We wanted to model our operations after successful children's ministries like Compassion International. Our plan was to raise up individual sponsors for widows. Sponsor and widow would be able to communicate and share around the world and across cultural lines.

Well, we have learned the hard way:

  • In some countries, like Kenya, sponsored children may have free education up to about fifth grade. They can read and write, and often learn basic English. But widows are most often unable to read or write. And those who can, usually know no English.
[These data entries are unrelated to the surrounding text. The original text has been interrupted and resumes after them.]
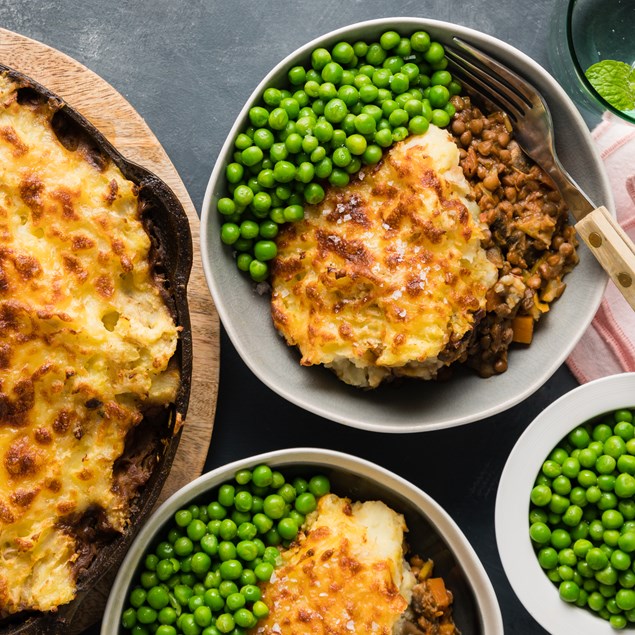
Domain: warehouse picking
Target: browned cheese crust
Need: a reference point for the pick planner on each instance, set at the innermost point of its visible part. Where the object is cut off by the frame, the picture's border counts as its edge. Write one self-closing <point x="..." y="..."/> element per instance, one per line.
<point x="85" y="347"/>
<point x="386" y="276"/>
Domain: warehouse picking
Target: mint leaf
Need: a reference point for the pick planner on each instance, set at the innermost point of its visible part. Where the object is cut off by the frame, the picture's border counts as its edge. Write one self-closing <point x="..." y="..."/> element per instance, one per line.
<point x="615" y="81"/>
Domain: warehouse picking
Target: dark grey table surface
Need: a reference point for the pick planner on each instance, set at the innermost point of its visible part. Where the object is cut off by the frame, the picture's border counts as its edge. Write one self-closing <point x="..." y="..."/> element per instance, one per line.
<point x="188" y="67"/>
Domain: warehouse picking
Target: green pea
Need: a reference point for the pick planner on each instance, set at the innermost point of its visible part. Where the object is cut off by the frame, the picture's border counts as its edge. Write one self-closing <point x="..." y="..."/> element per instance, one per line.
<point x="383" y="138"/>
<point x="263" y="571"/>
<point x="225" y="623"/>
<point x="560" y="538"/>
<point x="183" y="517"/>
<point x="398" y="117"/>
<point x="441" y="78"/>
<point x="244" y="618"/>
<point x="372" y="154"/>
<point x="420" y="41"/>
<point x="569" y="591"/>
<point x="247" y="550"/>
<point x="612" y="519"/>
<point x="305" y="503"/>
<point x="265" y="250"/>
<point x="438" y="96"/>
<point x="540" y="533"/>
<point x="244" y="500"/>
<point x="601" y="432"/>
<point x="305" y="172"/>
<point x="284" y="171"/>
<point x="570" y="467"/>
<point x="129" y="618"/>
<point x="293" y="213"/>
<point x="561" y="485"/>
<point x="572" y="516"/>
<point x="288" y="528"/>
<point x="335" y="110"/>
<point x="620" y="560"/>
<point x="559" y="504"/>
<point x="201" y="562"/>
<point x="614" y="446"/>
<point x="626" y="463"/>
<point x="297" y="75"/>
<point x="587" y="478"/>
<point x="548" y="557"/>
<point x="230" y="569"/>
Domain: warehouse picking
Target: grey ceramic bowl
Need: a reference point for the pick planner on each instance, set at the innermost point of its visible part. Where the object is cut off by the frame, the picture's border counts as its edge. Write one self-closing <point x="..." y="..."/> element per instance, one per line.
<point x="412" y="406"/>
<point x="432" y="533"/>
<point x="537" y="593"/>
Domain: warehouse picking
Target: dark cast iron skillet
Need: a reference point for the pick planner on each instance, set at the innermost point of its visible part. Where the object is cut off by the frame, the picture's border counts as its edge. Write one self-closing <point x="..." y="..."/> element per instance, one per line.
<point x="167" y="224"/>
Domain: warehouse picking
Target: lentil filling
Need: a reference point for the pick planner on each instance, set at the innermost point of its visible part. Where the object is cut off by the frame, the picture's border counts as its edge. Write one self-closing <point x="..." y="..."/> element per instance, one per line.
<point x="529" y="239"/>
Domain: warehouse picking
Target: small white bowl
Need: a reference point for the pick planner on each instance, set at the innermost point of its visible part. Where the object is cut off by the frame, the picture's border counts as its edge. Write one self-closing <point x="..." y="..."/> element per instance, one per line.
<point x="415" y="406"/>
<point x="432" y="533"/>
<point x="537" y="593"/>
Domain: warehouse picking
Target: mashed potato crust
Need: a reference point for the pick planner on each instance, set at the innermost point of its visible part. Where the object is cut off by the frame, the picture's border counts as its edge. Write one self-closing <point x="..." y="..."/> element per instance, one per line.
<point x="343" y="576"/>
<point x="386" y="276"/>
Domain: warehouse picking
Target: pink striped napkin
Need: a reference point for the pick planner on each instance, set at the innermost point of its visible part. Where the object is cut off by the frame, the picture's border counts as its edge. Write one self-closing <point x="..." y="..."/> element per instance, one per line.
<point x="608" y="346"/>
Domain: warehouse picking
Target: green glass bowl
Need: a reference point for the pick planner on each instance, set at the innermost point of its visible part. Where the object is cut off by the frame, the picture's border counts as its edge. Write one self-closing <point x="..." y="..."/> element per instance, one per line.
<point x="585" y="32"/>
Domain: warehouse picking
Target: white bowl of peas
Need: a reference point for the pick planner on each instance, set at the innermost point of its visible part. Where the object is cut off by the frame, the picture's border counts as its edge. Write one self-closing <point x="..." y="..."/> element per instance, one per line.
<point x="565" y="511"/>
<point x="174" y="578"/>
<point x="236" y="249"/>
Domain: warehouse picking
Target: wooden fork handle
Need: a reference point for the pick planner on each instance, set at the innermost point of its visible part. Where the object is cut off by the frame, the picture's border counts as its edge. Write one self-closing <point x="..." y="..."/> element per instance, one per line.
<point x="613" y="249"/>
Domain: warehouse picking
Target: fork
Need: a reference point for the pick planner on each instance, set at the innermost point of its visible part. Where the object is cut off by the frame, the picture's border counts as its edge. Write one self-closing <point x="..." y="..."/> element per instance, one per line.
<point x="500" y="88"/>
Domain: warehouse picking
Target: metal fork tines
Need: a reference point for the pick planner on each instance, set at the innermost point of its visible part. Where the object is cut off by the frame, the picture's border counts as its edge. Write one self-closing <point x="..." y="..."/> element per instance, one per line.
<point x="500" y="88"/>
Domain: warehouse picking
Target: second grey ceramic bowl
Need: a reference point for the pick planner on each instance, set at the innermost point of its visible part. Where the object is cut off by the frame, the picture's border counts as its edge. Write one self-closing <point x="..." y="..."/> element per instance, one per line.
<point x="413" y="406"/>
<point x="432" y="533"/>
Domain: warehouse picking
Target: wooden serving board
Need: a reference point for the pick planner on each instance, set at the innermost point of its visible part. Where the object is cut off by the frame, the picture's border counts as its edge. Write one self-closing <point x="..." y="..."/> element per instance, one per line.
<point x="107" y="110"/>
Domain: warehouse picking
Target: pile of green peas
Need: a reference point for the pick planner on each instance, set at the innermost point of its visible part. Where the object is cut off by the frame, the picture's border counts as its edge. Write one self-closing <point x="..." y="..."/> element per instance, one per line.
<point x="203" y="576"/>
<point x="335" y="115"/>
<point x="582" y="517"/>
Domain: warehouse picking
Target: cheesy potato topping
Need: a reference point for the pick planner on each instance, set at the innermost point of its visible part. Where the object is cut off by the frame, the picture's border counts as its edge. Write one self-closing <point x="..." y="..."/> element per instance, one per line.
<point x="85" y="346"/>
<point x="387" y="275"/>
<point x="346" y="574"/>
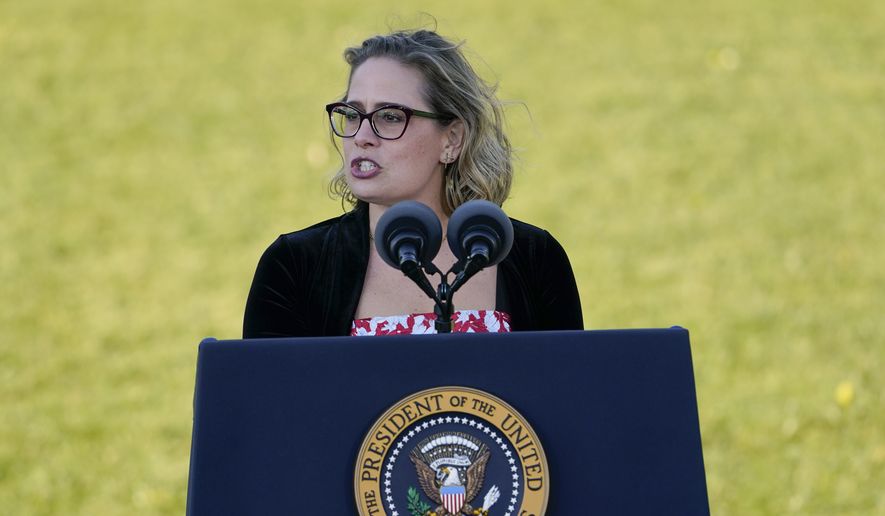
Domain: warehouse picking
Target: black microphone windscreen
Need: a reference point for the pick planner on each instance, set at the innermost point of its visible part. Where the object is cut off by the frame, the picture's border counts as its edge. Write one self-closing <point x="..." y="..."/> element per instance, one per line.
<point x="480" y="219"/>
<point x="410" y="220"/>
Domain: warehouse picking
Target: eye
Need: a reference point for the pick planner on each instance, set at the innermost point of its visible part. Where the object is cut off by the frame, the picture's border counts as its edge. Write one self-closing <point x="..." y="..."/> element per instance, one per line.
<point x="391" y="116"/>
<point x="349" y="114"/>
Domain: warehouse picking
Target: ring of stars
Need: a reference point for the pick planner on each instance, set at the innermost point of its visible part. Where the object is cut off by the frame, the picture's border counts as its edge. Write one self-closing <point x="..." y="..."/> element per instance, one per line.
<point x="413" y="433"/>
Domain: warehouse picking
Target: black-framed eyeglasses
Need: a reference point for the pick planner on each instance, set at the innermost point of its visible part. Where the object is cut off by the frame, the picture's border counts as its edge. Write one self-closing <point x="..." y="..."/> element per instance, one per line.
<point x="388" y="122"/>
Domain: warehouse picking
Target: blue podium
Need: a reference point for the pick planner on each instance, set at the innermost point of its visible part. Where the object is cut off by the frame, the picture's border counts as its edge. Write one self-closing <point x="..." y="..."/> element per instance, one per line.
<point x="283" y="426"/>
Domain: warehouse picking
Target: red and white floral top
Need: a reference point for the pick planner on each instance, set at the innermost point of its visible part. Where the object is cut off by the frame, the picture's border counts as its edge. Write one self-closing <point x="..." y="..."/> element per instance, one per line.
<point x="464" y="321"/>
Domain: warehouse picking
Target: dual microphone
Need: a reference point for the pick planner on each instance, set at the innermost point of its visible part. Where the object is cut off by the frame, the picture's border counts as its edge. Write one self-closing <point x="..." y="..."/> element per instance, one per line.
<point x="408" y="237"/>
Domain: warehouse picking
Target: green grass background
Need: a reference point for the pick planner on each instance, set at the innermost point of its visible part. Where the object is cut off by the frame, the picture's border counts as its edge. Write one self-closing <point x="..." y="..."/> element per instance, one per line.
<point x="717" y="165"/>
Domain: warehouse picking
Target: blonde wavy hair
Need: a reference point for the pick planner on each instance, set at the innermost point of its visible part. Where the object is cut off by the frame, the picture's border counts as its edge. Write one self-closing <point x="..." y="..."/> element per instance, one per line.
<point x="484" y="168"/>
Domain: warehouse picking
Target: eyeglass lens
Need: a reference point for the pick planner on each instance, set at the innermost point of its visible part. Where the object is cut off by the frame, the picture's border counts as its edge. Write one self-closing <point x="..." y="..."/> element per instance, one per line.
<point x="388" y="123"/>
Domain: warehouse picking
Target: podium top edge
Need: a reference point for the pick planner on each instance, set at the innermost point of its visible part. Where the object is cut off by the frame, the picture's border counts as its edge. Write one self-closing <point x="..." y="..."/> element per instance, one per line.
<point x="607" y="331"/>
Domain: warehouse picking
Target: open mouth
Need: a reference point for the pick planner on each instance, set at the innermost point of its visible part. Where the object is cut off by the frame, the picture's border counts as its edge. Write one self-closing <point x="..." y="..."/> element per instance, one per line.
<point x="364" y="168"/>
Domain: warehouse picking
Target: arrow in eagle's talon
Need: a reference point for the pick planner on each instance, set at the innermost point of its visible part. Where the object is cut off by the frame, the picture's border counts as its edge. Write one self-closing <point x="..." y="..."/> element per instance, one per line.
<point x="490" y="498"/>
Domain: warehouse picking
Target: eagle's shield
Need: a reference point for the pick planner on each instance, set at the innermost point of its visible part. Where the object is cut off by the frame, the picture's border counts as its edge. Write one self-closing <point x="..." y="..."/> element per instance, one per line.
<point x="453" y="498"/>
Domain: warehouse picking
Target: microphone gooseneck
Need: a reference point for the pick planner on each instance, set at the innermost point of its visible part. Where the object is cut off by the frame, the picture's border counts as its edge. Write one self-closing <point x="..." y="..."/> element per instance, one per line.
<point x="408" y="236"/>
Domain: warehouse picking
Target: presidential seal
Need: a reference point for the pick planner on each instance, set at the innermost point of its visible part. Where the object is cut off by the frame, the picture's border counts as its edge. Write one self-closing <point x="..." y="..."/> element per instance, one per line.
<point x="451" y="451"/>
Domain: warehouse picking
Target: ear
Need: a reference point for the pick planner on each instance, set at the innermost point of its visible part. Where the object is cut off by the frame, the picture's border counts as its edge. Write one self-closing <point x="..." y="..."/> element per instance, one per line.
<point x="453" y="140"/>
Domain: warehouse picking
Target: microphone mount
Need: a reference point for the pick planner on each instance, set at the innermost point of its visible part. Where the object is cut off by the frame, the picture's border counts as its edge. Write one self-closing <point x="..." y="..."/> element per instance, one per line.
<point x="479" y="234"/>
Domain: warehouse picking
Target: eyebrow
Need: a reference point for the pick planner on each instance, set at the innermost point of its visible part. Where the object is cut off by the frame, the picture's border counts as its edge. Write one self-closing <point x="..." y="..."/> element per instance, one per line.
<point x="356" y="103"/>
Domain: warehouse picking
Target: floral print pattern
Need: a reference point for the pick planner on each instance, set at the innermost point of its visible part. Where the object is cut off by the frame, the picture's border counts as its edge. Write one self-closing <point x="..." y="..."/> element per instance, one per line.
<point x="463" y="321"/>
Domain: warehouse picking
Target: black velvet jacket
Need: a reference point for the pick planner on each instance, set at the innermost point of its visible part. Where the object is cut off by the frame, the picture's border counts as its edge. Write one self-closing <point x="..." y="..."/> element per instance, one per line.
<point x="308" y="283"/>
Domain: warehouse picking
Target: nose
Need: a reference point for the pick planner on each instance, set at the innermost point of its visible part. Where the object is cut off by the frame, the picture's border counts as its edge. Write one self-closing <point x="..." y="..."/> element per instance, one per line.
<point x="365" y="136"/>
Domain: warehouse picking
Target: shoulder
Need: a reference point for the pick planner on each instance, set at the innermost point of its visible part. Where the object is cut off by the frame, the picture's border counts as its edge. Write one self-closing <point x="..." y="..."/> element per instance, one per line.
<point x="320" y="235"/>
<point x="530" y="238"/>
<point x="321" y="230"/>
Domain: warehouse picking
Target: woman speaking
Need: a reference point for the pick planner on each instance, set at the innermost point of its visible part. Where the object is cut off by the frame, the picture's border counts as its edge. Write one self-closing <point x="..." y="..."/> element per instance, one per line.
<point x="417" y="123"/>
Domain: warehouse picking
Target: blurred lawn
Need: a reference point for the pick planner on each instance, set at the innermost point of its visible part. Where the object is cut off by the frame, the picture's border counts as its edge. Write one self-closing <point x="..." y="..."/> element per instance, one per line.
<point x="714" y="165"/>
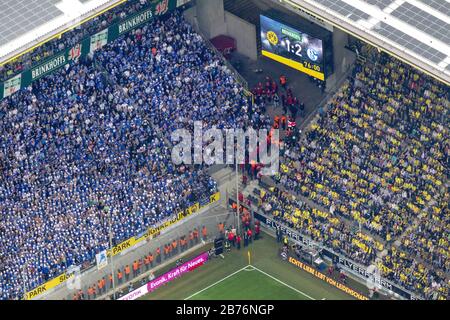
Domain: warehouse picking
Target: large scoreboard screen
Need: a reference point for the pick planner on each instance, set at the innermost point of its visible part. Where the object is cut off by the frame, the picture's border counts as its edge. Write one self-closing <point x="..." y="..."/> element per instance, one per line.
<point x="292" y="47"/>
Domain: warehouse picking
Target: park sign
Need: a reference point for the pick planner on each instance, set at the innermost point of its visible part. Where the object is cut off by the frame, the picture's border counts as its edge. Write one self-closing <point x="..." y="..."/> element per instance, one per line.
<point x="87" y="46"/>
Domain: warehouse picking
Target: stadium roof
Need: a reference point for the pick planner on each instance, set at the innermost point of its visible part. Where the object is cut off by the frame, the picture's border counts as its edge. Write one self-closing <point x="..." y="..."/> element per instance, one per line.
<point x="416" y="31"/>
<point x="27" y="23"/>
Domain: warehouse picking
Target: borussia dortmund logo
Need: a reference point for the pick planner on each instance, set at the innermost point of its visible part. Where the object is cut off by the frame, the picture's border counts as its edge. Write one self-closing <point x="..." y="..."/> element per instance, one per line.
<point x="272" y="37"/>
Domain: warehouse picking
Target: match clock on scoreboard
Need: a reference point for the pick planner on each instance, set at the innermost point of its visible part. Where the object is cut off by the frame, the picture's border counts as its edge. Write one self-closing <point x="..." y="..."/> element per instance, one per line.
<point x="292" y="47"/>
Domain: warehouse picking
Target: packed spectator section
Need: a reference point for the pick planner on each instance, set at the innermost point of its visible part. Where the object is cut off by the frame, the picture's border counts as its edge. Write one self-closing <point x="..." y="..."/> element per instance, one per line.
<point x="91" y="142"/>
<point x="378" y="157"/>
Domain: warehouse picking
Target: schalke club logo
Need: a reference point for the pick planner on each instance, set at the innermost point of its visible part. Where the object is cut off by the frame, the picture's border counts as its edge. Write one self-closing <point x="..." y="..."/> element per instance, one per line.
<point x="312" y="54"/>
<point x="272" y="37"/>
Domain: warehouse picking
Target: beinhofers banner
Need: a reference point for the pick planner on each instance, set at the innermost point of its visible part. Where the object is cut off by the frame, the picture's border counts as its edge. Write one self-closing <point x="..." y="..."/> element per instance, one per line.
<point x="87" y="45"/>
<point x="167" y="277"/>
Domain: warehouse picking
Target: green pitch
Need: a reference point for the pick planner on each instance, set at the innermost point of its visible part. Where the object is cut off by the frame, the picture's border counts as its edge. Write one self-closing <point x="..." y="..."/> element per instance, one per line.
<point x="266" y="278"/>
<point x="257" y="284"/>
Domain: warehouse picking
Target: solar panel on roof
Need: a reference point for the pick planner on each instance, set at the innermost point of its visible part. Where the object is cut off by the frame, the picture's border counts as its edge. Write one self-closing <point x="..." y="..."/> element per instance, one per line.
<point x="423" y="21"/>
<point x="344" y="9"/>
<point x="20" y="16"/>
<point x="380" y="3"/>
<point x="410" y="43"/>
<point x="442" y="6"/>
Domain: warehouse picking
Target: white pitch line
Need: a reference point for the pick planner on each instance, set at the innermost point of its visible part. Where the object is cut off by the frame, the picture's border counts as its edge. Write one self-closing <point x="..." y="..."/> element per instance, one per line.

This makes communication with a personal sponsor extremely difficult.
  • A sponsorship program operates by funding projects in which the sponsored children participate. Children have no expectations of direct aid. But adults have a different perspective. We have worked with several who want to receive the money from their sponsors directly, so they can spend it. This kind of handout helps no one, and can even make their situations worse. Such expectations can make the project difficult to administer in the field.

We will continue doing what has been successful. Our programs of local projects and support groups in which widows can help each other and learn together will not change.

But now, we will ask our financial partners to sponsor projects rather than individual widows. We will strive to communicate to the sponsors what their group is doing, and how their group is helping widows to a better life and how it is affecting the community. In some cases, sponsors may also receive a report directly from the project group.

So our thanks go out to those who have sponsored so far. We hope you will continue to be our partners. If you have not worked with us in the past, we ask you to prayerfully consider becoming a project sponsor. Together, we can raise up widows, along their many children, to new life.